Labor of Love
The heavens fill with smoke as campfires blaze
and actors paint themselves into their pictures
while speakers echo back the choral strains
of tracks laid down in living rooms then mixed
for these tableaux. Cars crawl down Quarry Road
past shepherd families gathered in the gloom,
past travelers barely sheltered from the cold
beside the inn, told, “Sorry, there’s no room.”
Eight miles away a shepherd’s son, a nurse,
turns left to leave St. Joseph’s Hospital,
his finished double shift among the worst
since COVID hit — breaks skipped, the ward past full,
his team a missing-membered skeleton,
outbursts, code after code. A patient dead.
He hears among the blended baritones
his own voice as he nears the church ahead.
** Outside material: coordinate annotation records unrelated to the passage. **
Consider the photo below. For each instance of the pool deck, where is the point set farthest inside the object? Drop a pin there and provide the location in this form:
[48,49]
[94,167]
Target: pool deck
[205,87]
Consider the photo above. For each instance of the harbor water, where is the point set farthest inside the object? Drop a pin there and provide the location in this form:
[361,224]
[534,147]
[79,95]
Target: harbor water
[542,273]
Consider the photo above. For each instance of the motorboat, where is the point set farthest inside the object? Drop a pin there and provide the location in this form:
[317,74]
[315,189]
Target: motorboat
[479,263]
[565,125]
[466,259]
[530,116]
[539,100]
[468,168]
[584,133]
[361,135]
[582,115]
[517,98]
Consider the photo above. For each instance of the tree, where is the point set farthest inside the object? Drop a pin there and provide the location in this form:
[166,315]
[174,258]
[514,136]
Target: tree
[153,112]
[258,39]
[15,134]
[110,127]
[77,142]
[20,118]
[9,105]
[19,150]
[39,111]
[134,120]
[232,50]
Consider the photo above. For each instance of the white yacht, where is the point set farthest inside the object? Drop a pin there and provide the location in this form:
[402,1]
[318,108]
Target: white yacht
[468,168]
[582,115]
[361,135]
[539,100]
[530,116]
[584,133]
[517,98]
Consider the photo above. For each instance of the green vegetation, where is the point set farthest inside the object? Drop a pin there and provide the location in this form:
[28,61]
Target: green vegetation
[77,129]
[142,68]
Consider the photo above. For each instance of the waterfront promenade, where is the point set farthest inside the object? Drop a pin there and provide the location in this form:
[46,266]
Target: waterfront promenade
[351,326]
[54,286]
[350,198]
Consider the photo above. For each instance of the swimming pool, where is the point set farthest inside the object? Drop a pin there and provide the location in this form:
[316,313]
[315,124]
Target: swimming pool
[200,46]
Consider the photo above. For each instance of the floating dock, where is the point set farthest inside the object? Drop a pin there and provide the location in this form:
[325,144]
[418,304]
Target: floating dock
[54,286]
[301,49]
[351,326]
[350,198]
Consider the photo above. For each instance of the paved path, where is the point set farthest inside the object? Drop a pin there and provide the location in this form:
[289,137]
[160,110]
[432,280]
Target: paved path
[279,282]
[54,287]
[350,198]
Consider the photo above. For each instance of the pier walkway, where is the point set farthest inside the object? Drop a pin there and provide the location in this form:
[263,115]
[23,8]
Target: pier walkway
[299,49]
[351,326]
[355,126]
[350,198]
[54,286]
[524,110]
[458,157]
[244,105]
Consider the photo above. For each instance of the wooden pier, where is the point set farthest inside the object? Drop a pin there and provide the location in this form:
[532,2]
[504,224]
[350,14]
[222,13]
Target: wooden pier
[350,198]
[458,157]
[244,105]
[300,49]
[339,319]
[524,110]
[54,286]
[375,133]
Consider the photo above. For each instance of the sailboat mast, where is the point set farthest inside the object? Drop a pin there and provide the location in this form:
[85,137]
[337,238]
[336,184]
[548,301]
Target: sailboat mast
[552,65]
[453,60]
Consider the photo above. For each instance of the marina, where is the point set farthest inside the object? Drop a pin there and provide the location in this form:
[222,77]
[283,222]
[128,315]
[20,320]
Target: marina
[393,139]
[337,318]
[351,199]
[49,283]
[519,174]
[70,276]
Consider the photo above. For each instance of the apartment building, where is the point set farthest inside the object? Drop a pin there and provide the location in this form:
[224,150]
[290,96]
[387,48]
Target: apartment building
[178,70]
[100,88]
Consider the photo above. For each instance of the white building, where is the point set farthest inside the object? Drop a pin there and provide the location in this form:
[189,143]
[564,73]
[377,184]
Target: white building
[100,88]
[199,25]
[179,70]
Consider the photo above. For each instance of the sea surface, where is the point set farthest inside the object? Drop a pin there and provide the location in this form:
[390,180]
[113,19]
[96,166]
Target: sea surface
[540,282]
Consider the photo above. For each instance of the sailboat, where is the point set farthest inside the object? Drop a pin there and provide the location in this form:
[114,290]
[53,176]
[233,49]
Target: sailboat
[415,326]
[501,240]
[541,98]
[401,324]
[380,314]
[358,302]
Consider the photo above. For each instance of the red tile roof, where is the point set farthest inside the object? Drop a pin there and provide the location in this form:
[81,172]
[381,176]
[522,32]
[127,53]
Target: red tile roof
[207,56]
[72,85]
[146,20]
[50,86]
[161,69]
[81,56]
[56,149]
The wise men know, and Mary, and the choir,
that all their work here won’t bring on the dawn —
that they cannot supply the balm required
to give untroubled sleep to anyone
whose days and dreams of harried desperation
permit no heavenly peace, no silent night.
Only for this their weeks of preparation:
a single touch of myrrh, one tiny light.
by Coleman Glenn
Editor’s Note: The mix of perfect and slant rhyme (and iambic pentameter) nudges the reader along in this poem, past the hopelessness of despair, until we arrive at the last two lines where a tiny smidge of hope concludes the poem exactly right.